Es gab eine längere Funkpause, die eine Weile andauerte, bis der Commander schließlich weitersprach.

„So, wir stehen jetzt vor einer Art Museumsgebäude oder ähnlichem. Scheinbar wird das Signal von dort aus gesendet. Wir melden uns später wieder, Auros. Ich beende das Gespräch vorerst.“

Es knackte ein paar Mal im Helmlautsprecher, dann war Ruhe.

Nachdem der Commander Romolus mit seinen zwei anderen Begleitern das mit Pflanzen aller Art überwucherte Gebäude durch einen breiten, aber baufälligen Eingang betreten hatten, standen sie auf einmal in einer weiten Halle in deren Mittelpunkt eine teilweise mit Moos überwachsene große Glaskuppel stand, die über eine Art von Luftschleuse verfügte, die eindeutig ins Innere der Kuppel führte.

Der Commander wies sein Crewmitglied Holo San an, der direkt hinter ihm stand, den Eingang mit seiner schweren Laserwaffe gründlich zu zerstören, um ihn freizulegen.

Der Waffenführer richtete seinen Blaster umgehend auf den Schleuseneingang und schoß. Kurz danach fielen die wuchtigen Stahltüren der Anlage durch den direkten Laserbeschuss krachend in sich zusammen. Eine Menge Staub wirbelte auf, der die Sicht für einige Zeit total eintrübte. Als er sich gelegt hatte, traten alle drei Männer vorsichtig in das Innere der sonderbaren Glaskuppel, wo sie zu ihrer Überraschung so etwas wie eine supermoderne Computeranlage vorfanden, die offenbar noch zu funktionieren schien.
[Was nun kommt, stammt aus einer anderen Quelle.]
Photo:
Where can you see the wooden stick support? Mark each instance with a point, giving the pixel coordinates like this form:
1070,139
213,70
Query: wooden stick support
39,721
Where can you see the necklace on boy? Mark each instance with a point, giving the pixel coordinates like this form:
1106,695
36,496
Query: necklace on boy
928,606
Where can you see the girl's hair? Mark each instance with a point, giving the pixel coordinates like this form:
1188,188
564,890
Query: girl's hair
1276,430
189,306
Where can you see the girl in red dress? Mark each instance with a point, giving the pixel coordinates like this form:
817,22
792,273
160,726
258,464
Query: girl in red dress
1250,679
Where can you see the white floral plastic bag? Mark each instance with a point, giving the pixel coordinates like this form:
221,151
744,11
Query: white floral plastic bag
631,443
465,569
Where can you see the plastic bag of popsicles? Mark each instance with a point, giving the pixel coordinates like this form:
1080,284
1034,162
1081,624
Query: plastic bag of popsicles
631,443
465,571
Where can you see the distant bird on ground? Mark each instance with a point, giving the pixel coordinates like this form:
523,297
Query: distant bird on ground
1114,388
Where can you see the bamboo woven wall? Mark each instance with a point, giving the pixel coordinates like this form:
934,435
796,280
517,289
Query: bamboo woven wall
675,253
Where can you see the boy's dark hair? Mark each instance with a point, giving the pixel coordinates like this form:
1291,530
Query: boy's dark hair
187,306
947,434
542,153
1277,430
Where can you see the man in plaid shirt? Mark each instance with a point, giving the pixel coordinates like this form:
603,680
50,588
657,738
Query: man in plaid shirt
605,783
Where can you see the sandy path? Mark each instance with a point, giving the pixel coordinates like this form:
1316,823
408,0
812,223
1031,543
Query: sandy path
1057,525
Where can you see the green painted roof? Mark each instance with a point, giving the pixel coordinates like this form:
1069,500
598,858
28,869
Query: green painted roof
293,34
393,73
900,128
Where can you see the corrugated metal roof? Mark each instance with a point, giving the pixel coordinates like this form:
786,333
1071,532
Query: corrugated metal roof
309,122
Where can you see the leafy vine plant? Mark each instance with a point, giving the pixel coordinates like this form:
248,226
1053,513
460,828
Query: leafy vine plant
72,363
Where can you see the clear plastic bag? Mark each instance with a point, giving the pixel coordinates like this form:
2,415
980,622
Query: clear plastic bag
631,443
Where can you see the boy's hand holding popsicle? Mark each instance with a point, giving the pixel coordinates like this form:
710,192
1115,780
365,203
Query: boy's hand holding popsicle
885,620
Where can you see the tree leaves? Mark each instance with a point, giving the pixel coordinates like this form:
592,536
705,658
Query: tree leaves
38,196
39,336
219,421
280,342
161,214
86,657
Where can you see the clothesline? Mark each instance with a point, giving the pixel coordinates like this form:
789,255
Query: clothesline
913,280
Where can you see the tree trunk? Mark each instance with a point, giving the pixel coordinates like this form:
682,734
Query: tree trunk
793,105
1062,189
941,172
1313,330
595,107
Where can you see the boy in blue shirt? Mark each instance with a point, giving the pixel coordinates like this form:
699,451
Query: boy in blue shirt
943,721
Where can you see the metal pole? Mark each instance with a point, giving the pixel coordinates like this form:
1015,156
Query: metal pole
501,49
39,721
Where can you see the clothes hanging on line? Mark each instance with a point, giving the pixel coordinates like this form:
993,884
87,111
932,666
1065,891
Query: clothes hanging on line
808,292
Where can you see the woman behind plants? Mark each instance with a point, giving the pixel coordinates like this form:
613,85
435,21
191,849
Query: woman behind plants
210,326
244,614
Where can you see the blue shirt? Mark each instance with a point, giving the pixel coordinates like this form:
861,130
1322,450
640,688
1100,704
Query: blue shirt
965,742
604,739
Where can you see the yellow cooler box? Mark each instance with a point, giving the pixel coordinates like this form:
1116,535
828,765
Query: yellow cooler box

Alle waren mehr als nur erstaunt darüber, eine derart fortschrittliche Technik in dieser alten Ruinenstadt entdeckt zu haben.

Plötzlich und ohne Vorwarnung schaltete sich die gesamte Anlage automatisch ein und fuhr unterbrechunglos hoch. Einige Monitore leuchteten flackernd auf. Überall konnte man es plötzlich surren und knacken hören.

Dann, nach ein paar Minuten der Stille, fing auf einmal eine metallisch klingende Stimme zu sprechen an, was die drei Raumfahrer abermals in ungläubiges Erstaunen versetzte, die mittlerweile ihre Helme wegen der atembaren Luft abgenommen hatten. Der mitgeführte Translator übersetzte die fremde Sprache sekundenschnell in ihre eigene, der mit dem Computer des Raumschiffes in ständiger Verbindung stand und der eigentliche Übersetzer war. Er hatte die Sprache schon vorher logisch analysiert, die er als unkompliziert einordnete.

Stumm standen alle drei Raumfahrer bewegungslos im Raum und lauschten der Kunststimme, die zuerst etwas schleppend einsetzte.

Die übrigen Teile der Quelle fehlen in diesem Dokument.